No, since the cache is there to avoid having to query the database. Querying
the database happens on a cache miss, and if there is no data there, then
that's the answer.

It seems that we are talking about different applications.

------
SamReidHughes
The most important piece of code in this blog post is right here:

    
    
        for (size_t i = 0; i != NUM_KEYS; ++i) {
        int key = dis(gen);
        for (size_t j = 0; j != NUM_2ND_KEYS; ++j)
            {
            int key2 = dis(gen);
    

A whole bunch of 2nd keys are generated for each "1st" key. In the parts of
the chart where blue beats red, where you've got 2000 "1st" keys, with a
MAX_VAL of 100000, each query only has a 2% chance of hitting a "1st" key and
experiencing any sort of vector traversal. If you merely generated NUM_KEYS *
NUM_2ND_KEYS combinations of 1st and 2nd independent keys, the cost of what
once were rare long traversals would be de-amortized into a bunch of tiny
traversals that don't benefit from locality.
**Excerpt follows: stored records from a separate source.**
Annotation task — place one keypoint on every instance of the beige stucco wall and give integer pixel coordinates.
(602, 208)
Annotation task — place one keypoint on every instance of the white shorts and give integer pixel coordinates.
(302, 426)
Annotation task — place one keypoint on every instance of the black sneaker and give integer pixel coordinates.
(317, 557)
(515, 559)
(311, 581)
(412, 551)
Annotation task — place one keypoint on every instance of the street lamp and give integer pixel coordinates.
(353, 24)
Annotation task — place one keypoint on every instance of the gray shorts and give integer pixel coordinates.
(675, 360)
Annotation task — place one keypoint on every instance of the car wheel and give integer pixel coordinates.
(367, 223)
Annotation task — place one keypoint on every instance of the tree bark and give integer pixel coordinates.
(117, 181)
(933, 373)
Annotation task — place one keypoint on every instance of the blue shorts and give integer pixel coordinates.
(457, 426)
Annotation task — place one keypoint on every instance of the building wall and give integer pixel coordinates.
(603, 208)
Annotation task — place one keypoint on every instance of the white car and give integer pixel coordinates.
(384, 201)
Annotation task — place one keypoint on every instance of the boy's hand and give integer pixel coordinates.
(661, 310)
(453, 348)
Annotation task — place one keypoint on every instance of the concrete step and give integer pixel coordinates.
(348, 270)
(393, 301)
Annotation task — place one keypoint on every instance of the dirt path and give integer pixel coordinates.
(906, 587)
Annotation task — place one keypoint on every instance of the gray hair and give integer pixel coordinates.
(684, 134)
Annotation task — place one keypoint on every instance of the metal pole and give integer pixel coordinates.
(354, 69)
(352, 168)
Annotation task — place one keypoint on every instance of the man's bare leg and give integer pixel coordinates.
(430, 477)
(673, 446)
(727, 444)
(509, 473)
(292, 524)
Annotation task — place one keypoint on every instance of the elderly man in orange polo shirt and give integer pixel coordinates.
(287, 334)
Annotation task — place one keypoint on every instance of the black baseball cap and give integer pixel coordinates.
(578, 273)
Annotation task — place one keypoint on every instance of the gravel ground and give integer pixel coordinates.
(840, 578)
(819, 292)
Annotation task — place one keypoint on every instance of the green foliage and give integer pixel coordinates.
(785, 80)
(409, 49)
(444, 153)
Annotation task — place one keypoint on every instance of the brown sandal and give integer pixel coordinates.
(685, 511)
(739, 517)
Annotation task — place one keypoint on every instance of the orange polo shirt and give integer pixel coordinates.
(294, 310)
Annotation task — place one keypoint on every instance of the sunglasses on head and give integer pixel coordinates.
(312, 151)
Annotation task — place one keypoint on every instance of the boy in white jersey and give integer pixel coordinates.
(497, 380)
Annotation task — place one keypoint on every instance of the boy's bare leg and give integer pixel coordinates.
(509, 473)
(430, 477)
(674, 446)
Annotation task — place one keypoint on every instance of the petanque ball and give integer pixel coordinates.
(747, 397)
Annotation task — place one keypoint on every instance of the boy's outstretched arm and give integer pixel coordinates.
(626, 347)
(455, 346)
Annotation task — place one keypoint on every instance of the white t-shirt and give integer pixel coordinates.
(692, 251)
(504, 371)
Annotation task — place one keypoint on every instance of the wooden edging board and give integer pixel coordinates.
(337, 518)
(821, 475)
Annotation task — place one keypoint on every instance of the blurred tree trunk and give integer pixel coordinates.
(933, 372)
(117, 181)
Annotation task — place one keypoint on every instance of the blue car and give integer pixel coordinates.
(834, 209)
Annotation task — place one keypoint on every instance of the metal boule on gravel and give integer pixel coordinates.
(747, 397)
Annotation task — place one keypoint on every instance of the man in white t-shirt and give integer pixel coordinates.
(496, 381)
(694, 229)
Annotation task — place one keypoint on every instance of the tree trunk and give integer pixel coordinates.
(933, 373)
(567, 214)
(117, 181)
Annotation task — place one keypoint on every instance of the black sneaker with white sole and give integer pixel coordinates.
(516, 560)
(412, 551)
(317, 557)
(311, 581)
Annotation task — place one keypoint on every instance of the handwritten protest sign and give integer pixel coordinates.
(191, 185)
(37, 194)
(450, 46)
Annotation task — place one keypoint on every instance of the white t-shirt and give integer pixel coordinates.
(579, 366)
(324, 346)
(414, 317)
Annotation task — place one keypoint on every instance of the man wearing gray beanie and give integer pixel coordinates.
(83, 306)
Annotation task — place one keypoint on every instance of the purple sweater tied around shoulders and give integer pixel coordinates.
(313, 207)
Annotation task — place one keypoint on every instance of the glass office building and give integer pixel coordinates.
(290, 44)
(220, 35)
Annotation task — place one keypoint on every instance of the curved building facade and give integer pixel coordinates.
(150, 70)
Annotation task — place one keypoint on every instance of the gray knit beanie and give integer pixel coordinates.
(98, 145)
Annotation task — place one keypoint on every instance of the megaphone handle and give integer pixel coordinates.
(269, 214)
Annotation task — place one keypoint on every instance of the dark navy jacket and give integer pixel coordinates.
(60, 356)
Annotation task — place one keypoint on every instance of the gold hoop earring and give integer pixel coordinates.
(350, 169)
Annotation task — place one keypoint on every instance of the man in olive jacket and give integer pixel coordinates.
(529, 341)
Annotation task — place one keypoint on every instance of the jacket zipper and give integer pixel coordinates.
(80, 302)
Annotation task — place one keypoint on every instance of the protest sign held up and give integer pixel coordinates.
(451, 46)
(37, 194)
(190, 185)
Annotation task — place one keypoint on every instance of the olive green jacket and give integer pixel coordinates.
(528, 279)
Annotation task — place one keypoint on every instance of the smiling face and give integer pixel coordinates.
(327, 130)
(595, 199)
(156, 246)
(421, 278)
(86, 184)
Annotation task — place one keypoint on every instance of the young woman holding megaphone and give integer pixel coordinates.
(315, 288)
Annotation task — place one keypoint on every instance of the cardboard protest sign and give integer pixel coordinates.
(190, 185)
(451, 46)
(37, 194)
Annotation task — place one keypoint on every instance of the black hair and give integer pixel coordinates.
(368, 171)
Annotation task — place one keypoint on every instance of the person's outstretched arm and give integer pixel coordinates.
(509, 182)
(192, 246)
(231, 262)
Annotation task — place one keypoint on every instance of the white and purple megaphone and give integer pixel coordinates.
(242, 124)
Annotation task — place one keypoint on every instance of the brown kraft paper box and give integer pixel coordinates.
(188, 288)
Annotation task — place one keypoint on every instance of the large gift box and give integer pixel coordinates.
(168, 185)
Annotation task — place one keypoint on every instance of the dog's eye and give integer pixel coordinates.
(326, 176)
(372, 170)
If you only run queries on keys actually present in the data set (which is a
far more typical use case than guessing points in a sparse data set), you'll
soon regret the use of a vector.

Edit: It's also worth pointing out that the implementation with a vector is
missing values, which it needs to be functionally equivalent. Changing it to a
vector<pair<int, int>> will hurt your vector traversal times. (Replacing the
vector with a std::unordered_map<int, int> will improve your performance.)

------
mattnewport
While it's true that "measure everything" is a good ideal to aim for, I think
this article also ends up demonstrating why that's actually hard in practice.
One of the reasons it is hard is that "the right datastructure for the job"
often depends very much on the details of "the job", including things like the
expected distribution of inputs and also on what "right" means for the
particular job (e.g. do we prefer to get the best possible average times or to
avoid bad worst case times in favour of worse averages).

The first example raises as many questions as it answers. In practice I'd
consider using a _sorted_ vector with binary search lookup over a hash map in
situations where key insertion / deletion either happens entirely up front or
is very infrequent relative to lookup. The benchmark here does have all
insertions upfront but doesn't test a sorted vector with binary search. The
problem description suggests that insertions and deletions will happen for the
real use case however, though we don't really know with what relative
frequencies.

If we were to use a sorted vector, performance in the use case described would
be affected by the size of the cached data if the data was stored 'inline' (as
a vector<pair<key, value>>) and if it was stored elsewhere would depend on how
we accessed it after finding the key. The best choice there would in turn
depend on the relative frequencies and distribution of insertions and
deletions and the percentage of cache hits.

In practice I think simple synthetic benchmarks like this end up being of
limited value. Usually you're better off implementing something simple with
reasonable theoretical performance based on your expectations of the
distribution of data you'll see, then profiling / benchmarking with
representative data (ideally captured real world data) once you have something
working. Making guesses / approximations up front about the data distribution
you'll see in practice can be just as misleading as relying on your intuitions
about performance without measuring.

Sometimes you have a good understanding of the data you'll have to deal with
up front (or even have the data available for testing), in which case you may
be able to do a better job of building meaningful benchmarks before starting a
full implementation, but in my experience that's relatively rare (though in
other domains it may be more common).